Ferguson spends a good bit of screen time giving us the white-collar tomfoolery we’ve by now come to expect — lots of comical excess and obscene bonus-sharing on the part of Lehman Brothers and Goldman Sachs executives, trotted out later before Congress for some dutiful finger-wagging. But we listen to Marketplace and read Fortune; what can this movie tell us? Its prime virtue is its impressive and miraculous explication of the cause-effect and nuts and bolts of the crisis itself — what happened, when and why it happened, and what deep down it really means. Through lucid narration and friendly colorful diagrams, it all becomes elegantly clear; that alone may prove the bulk of Inside Job‘s legacy and goodwill, to make the unknowable (to the layman) familiar, even if somewhat streamlined.
Where the film falls short is in the gradual unspooling of its focus; though the pace is flawless throughout, never boring even when the most arcane matters are under discussion, there’s a sense that Ferguson has only sporadically lent us an unobstructed view of what the real impact of all this was. There is eventually a nod or two to unemployment, the hefty tax burdens, the general approach of unexpected squalor, but as seems so often the case in performances like this of recent history, we don’t seem to have removed the glasses fully just yet. Sure, the story’s incomplete partially because we can’t know how it will all extrapolate in the decades to come, but more individuals played a role here than corporate executives and politicians — we did too.
It’s nevertheless a credit to Ferguson that, without overreaching, Inside Job manages to feel genuinely passionate and vindictive. The feeling is strongest, bravest during the material, tangential in some ways to Ferguson’s thesis, dealing with the under-reported corruption of economic academia, something we rub up against during the revealing interviews that run throughout, featuring tellingly squirmy moments from Martin Feldstein and Frederic Mishkin, among others, while the specters of Greenspan and Paulson loom menacingly behind. The bald conflicts of interest explored in this section are fertile enough to provide material for their own feature film; the vicious-cycle feeling of hopelessness given off feeds one’s energetic need to do something, anything. Therein lies the film’s power to educate and infuriate.

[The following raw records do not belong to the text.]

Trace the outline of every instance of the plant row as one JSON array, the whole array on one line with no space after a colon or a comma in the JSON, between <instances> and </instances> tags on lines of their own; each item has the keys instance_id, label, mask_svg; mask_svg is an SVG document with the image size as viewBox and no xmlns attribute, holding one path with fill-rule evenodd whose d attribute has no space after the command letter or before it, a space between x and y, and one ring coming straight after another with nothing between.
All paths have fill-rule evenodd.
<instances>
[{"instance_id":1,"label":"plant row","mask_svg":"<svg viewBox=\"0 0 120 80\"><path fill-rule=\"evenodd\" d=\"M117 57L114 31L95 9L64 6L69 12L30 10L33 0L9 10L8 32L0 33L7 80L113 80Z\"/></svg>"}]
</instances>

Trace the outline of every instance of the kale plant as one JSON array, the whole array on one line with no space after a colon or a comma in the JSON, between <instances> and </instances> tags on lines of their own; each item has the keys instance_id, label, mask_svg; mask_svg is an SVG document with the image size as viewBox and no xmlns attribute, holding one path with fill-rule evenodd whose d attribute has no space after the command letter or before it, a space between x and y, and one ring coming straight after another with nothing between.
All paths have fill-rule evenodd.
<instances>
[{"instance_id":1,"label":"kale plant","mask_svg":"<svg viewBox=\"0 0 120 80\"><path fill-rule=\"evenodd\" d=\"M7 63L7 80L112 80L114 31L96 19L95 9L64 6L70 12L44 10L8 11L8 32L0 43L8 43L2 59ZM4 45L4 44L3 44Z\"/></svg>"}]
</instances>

Is it cinematic? Does it have a lot of shelf life? Not sure, but spend a lot of time around its well-warranted bleakness and you start to wonder if it matters, if we’ve got much shelf life ourselves. By the close, you start to feel trapped; as narrator Matt Damon puts it, “For the first time in history, average Americans have less education and are less prosperous than their parents.” That’s too sobering and too pointed a sentence to dilute by questioning its artistic place in the world; that’s an undistorted mirror of where we are, right now, and even if he can’t do much of a damned thing about it, Ferguson is determined that you stare straight into it and wake up tomorrow remembering the things he’s told you. He’s done so skillfully enough that you almost certainly will.